SUB-RACE 3/I. SCANDEROON OF ENGLISH WRITERS (DIE FLORENTINER AND HINKELTAUBEN OF NEUMEISTER).

[Birds of this sub-race, of which I kept one alive and have since seen two others, differ from the Bagadotten of Neumeister only in not having the beak nearly so much curved downwards, and in the naked skin round the eyes and over the nostrils being hardly at all wattled. Nevertheless I have felt myself compelled to place the Bagadotten in Race II., or that of the Carriers, and the present bird in Race III., or that of the Runts. The Scanderoon has a very short, narrow, and elevated tail; wings extremely short, so that the first primary feathers were not longer than those of a small tumbler pigeon! Neck long, much bowed; breast-bone prominent.

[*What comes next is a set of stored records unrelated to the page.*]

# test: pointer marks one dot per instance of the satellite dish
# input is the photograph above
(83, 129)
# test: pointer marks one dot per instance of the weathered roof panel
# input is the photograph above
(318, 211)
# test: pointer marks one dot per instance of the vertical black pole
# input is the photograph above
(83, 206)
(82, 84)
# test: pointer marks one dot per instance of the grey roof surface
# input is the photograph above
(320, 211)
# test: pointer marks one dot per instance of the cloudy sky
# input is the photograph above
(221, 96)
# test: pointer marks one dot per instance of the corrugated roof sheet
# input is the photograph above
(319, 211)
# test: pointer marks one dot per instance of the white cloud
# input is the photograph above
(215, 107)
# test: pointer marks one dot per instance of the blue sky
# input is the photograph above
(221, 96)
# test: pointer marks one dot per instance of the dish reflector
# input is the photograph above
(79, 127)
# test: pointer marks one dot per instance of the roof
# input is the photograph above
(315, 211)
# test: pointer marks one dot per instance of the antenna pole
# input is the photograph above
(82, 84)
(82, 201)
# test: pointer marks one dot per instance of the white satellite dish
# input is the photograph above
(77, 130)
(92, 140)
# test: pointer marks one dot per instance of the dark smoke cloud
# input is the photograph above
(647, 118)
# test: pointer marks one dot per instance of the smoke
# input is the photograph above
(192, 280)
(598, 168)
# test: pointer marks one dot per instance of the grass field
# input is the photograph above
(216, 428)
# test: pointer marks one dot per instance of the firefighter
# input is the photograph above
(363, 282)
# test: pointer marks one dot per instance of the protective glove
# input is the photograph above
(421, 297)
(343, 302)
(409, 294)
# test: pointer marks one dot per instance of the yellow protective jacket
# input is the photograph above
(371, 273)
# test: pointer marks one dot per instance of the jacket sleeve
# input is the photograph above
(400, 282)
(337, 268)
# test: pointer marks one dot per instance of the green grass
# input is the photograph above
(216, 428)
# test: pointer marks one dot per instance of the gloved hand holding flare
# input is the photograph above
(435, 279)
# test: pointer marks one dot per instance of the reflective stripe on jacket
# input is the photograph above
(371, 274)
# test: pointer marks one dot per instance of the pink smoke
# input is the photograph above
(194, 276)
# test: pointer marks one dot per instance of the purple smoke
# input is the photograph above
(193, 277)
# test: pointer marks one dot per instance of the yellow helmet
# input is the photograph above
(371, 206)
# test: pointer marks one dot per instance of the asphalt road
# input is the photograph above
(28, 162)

Beak long, being 1.15 inch from tip to feathered base; vertically thick; slightly curved downwards. The skin over the nostrils swollen, not wattled; naked skin round the eyes, broad, slightly carunculated. Legs long; feet very large. Skin of neck bright red, often showing a naked medial line, with a naked red patch at the distal end of the radius of the wing. My bird, as measured from the base of the beak to the root of the tail, was fully 2 inches longer than the rock-pigeon; yet the tail itself was only 4 inches in length, whereas in the rock-pigeon, which is a much smaller bird, the tail is 4 5/8 inches in length.

The Hinkel- or Florentiner Taube of Neumeister (Table 13 figure 1) agrees with the above description in all the specified characters (for the beak is not mentioned), except that Neumeister expressly says that the neck is short, whereas in my Scanderoon it was remarkably long and bowed; so that the Hinkel forms a well-marked variety.]

SUB-RACE 3/II. PIGEON CYGNE AND PIGEON BAGADAIS OF BOITARD AND CORBIE (SCANDEROON OF FRENCH WRITERS).

[I kept two of these birds alive, imported from France. They differed from the first sub-race or true Scanderoon in the much greater length of the wing and tail, in the beak not being so long, and in the skin about the head being more carunculated. The skin of the neck is red; but the naked patches on the wings are absent. One of my birds measured 38 1/2 inches from tip to tip of wing. By taking the length of the body as the standard of comparison, the two wings were no less than 5 inches longer than those of the rock-pigeon! The tail was 6 1/4 inches in length, and therefore 2 1/4 inches longer than that of the Scanderoon,--a bird of nearly the same size. The beak is longer, thicker, and broader than in the rock-pigeon, proportionally with the size of body. The eyelids, nostrils, and internal gape of mouth are all proportionally very large, as in Carriers. The foot, from the end of the middle to end of hind toe, was actually 2.85 inches in length, which is an excess of .32 of an inch over the foot of the rock- pigeon, proportionally to the relative size of the two birds.]

SUB-RACE 3/III. SPANISH AND ROMAN RUNTS.

[I am not sure that I am right in placing these Runts in a distinct sub- race; yet, if we take well-characterised birds, there can be no doubt of the propriety of the separation.